Yahoo RSS feeds considered broken

It seems that Yahoo Groups publishes RSS feeds for all their discussion groups. Well, I didn’t know… its not like they actually publicised it or anything… Archive.org has a page that gives you the feed URL for a given group. Neato.

Or it would be if it wasn’t totally broken at the Yahoo end. Yahoo generate an <item> for each message posted to a group, but the <title> is the poster’s name, not the message’s subject. The subject actually appears in the <description>, together with a link to the message text. So, for, say, the wonderful WinTechOffTopic group, you get this abomination.

Okay, so I understand why they don’t provide the full message text in the feed: they want people to register and view their advertisements. But this is fecking unusable! Who ever wants the messages keyed on author name? With a femtosecond’s thought this could have been so good. Bah.

XML in the backend

Following-on from my earlier experiments in ASP.NET custom control writing, I’ve now stirred some XML into the mix. And learned a bit more about ADO.NET in the process.

Storing the contents of the navigation bar in a database table turned-out to be a pain in the butt. Adding and moving entries by directly editing the table and primary key values was just too difficult. I contemplated writing some kind of client app to make it easier, but I just don’t have the time. What I wanted was a storage format that was easy to edit using existing tools. The answer was obvious: So I modified the navigation bar control to pull the menu options from an XML file that I can edit with XML Spy and upload to the site. Nice and easy. I like it when things work.

Alien spotting

Today I saw a Vulcan. A real one. She was behind me in the sandwich queue at M&S, and he had really slanted  eyebrows and pointy ears. Obviously part or a Vulcan reconnaissance team. Okay, so here ears weren’t as pointy as, say, Spock – but they were still pretty pointy. She’d probably had them kind of adjusted before landing (or “beaming down” – can Vulcans do that?).

I had a digital camera in my pocket, but I didn’t think it wise to take a photo. I mean, we all know about the Vulcan death grip, right?

Got me an iPod

Yay!!! I’ve just taken possession of a brand-new 30Gb iPod, and it is without a doubt the coolest, sexiest object I have ever bought.

The incredibly desirable Apple iPod. Image (c) Apple Inc.

So far it’s been incredibly easy to set-up. Ten minutes to install a Firewire PCI card, ten minutes to install the software, and then about forty minutes to copy 8Gb of music to the pod. Sweet! I plan to post a review after I’ve used it for a few days.

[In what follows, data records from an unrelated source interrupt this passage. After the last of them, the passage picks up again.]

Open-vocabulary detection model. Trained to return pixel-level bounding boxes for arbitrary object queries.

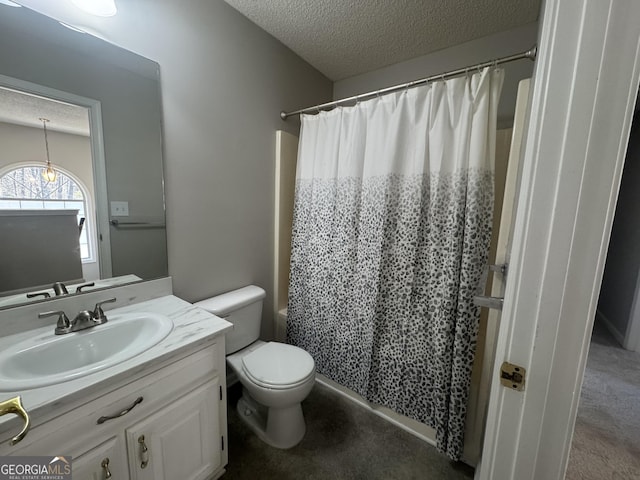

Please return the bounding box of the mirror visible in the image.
[0,5,167,309]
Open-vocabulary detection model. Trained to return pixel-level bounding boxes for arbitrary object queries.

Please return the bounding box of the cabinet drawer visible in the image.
[4,342,222,457]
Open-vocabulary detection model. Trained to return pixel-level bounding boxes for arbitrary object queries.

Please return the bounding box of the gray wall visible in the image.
[334,23,538,128]
[19,0,333,338]
[598,111,640,339]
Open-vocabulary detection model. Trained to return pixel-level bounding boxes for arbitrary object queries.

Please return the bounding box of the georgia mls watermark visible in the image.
[0,456,72,480]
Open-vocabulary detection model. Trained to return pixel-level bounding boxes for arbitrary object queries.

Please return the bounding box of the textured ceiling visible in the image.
[0,87,90,137]
[224,0,540,81]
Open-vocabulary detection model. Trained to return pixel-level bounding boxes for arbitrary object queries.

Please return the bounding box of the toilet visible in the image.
[195,285,315,449]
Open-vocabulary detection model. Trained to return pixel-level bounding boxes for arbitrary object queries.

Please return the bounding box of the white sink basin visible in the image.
[0,312,173,391]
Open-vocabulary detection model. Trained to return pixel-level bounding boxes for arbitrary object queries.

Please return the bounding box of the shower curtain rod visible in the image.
[280,45,537,120]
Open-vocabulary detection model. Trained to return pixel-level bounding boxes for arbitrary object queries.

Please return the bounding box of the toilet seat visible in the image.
[242,342,315,390]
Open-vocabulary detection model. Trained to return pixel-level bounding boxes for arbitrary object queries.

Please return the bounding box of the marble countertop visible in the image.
[0,294,232,439]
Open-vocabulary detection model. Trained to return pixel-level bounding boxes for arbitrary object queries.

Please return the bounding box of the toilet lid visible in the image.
[242,342,314,387]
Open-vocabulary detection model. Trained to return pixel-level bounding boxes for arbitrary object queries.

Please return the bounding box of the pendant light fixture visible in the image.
[40,118,57,183]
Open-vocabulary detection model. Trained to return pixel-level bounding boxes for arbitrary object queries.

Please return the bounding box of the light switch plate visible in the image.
[110,201,129,216]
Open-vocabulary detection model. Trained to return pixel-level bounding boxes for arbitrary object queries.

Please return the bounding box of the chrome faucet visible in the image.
[39,298,117,335]
[52,282,69,296]
[27,281,96,300]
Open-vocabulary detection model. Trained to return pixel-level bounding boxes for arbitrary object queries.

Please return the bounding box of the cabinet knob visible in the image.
[138,434,149,469]
[101,458,112,479]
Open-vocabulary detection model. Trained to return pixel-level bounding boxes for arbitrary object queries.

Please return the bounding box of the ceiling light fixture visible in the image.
[39,118,57,183]
[70,0,117,17]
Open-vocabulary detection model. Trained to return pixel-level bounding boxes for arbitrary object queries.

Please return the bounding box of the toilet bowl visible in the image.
[195,285,315,449]
[227,340,315,448]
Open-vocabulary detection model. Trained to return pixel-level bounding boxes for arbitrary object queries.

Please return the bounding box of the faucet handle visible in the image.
[93,298,117,324]
[26,291,51,299]
[38,310,71,335]
[75,282,96,294]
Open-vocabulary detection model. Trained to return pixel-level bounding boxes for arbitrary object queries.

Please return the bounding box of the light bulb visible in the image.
[43,165,57,182]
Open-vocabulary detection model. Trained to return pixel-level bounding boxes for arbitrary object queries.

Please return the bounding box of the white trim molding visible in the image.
[478,0,640,479]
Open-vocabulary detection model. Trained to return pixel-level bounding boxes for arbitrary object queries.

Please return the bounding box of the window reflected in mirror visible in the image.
[0,165,94,263]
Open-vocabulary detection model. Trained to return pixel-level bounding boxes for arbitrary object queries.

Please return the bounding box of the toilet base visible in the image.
[237,388,306,449]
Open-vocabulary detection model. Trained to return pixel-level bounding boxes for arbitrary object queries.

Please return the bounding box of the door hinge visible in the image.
[500,362,526,391]
[219,385,223,401]
[221,436,225,451]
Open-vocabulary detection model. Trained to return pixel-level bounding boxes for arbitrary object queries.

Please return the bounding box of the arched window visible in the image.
[0,164,93,262]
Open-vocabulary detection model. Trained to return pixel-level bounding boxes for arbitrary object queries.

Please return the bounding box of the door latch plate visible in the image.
[500,362,526,391]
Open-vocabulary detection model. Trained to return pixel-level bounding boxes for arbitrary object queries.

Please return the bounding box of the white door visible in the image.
[464,78,530,464]
[478,1,640,479]
[126,379,222,480]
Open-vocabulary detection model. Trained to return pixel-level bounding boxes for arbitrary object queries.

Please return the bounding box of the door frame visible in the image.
[0,73,113,279]
[477,0,640,479]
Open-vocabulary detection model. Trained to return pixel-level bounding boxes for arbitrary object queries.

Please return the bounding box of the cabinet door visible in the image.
[126,378,222,480]
[73,435,128,480]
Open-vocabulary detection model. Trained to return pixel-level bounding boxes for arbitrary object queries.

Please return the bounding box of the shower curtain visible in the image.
[287,67,504,460]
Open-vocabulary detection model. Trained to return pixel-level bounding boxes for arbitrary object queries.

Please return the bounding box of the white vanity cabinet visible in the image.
[1,338,228,480]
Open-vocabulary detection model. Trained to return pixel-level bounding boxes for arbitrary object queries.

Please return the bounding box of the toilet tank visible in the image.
[194,285,266,354]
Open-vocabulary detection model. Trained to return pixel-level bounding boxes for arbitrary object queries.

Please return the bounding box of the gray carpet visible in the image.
[566,321,640,479]
[223,382,474,479]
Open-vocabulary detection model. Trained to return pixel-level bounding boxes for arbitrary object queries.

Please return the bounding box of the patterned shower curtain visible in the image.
[287,68,504,460]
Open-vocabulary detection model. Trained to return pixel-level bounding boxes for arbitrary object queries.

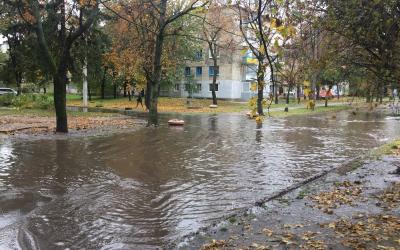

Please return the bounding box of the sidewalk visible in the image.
[176,154,400,250]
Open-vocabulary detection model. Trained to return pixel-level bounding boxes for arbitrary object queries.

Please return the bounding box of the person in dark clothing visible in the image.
[136,88,144,108]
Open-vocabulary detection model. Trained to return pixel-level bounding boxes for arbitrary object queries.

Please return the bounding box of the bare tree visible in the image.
[200,1,239,105]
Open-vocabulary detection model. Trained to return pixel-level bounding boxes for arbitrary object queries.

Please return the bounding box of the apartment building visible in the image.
[160,46,272,101]
[160,5,272,101]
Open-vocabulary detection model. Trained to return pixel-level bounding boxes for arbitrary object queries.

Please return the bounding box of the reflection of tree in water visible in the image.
[255,123,263,143]
[209,115,218,131]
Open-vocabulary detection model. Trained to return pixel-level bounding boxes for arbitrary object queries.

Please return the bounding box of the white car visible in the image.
[0,88,17,95]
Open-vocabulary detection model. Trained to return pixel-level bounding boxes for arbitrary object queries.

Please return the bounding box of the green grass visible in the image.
[66,94,83,101]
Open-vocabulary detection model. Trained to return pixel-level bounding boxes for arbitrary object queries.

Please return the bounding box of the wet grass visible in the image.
[269,105,352,117]
[372,139,400,157]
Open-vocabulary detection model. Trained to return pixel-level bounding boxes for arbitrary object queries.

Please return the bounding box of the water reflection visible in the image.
[255,123,263,143]
[0,111,399,248]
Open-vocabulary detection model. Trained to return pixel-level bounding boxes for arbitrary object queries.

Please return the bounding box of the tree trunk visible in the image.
[311,73,317,101]
[316,85,320,100]
[101,67,106,99]
[256,63,265,116]
[336,84,340,99]
[325,85,332,107]
[145,81,151,110]
[211,65,218,105]
[123,83,127,97]
[148,0,167,126]
[43,87,47,94]
[88,84,92,101]
[286,86,291,104]
[53,61,68,133]
[113,84,117,99]
[148,31,165,126]
[210,43,218,105]
[274,82,278,104]
[296,85,301,104]
[16,72,22,96]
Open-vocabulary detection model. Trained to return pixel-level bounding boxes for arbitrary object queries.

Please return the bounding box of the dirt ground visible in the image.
[0,113,145,137]
[174,155,400,250]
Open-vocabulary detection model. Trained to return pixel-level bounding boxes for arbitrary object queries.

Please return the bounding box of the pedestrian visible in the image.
[136,88,144,108]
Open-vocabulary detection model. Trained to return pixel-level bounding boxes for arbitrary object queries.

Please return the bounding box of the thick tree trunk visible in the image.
[148,0,167,126]
[316,85,320,100]
[113,84,117,99]
[53,61,68,133]
[148,30,165,126]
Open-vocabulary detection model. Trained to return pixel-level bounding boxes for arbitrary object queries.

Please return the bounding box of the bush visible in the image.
[33,94,54,109]
[11,94,54,110]
[0,94,14,106]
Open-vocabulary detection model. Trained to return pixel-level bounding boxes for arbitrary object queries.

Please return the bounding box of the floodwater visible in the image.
[0,111,399,249]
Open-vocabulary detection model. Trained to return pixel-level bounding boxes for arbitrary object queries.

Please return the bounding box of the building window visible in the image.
[197,84,202,91]
[185,67,191,76]
[208,66,219,76]
[209,83,219,92]
[196,67,202,76]
[174,84,180,91]
[195,50,203,60]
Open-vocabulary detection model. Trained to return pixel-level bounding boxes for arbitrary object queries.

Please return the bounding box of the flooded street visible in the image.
[0,111,399,249]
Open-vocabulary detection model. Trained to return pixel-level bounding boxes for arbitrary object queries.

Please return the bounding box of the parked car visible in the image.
[0,88,17,95]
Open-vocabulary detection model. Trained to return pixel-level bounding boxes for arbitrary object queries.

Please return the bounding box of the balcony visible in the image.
[242,56,258,65]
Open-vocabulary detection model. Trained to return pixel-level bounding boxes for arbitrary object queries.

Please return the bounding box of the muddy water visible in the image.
[0,111,399,249]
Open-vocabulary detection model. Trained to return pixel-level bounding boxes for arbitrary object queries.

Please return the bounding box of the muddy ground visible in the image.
[174,155,400,250]
[0,113,145,138]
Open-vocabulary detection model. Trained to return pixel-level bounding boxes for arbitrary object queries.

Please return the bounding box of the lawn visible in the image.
[66,95,359,114]
[269,105,352,117]
[0,108,117,118]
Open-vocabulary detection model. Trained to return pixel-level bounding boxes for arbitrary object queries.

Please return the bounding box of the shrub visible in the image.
[33,94,54,109]
[11,94,54,110]
[0,94,14,106]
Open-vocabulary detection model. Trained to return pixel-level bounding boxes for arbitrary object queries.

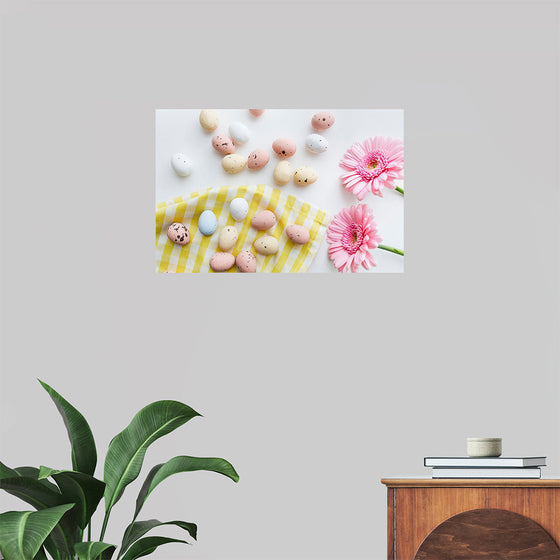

(And for any RIAA lawyers who might be reading this: all the music was ripped from CDs that I or my partner personally own. Sorry to disappoint you.)

WiFi chatter

A couple of pieces here and here about how laptops and wifi are changing conferences and lectures. For speakers: if you’re lucky, the people in the audience tapping on their laptops are reading your lecture notes or googling around what you’re saying. At worst, they’re IMing ther friends for readin gtheir email.

Winforms, Gnomedex

Ingo Rammer does a good job of explaining why some of the System.Windows.Forms classes are sealed – thus preventing them from being extended by subclassing. The reason is that winforms controls are just wrappers for the underlying Win32 controls, and, in some circumstances, these controls interact directly with eachother using Win32 message passing – without involving their managed wrappers. At best, extending the wrapper will have no effect. At worst, it breaks the control.

Kudos to Ingo for explaining this. I wish I had more time to spend of winforms, but I’m still exploring ASP.NET. Maybe when Chris Sell’s winforms book is published in the Autumn.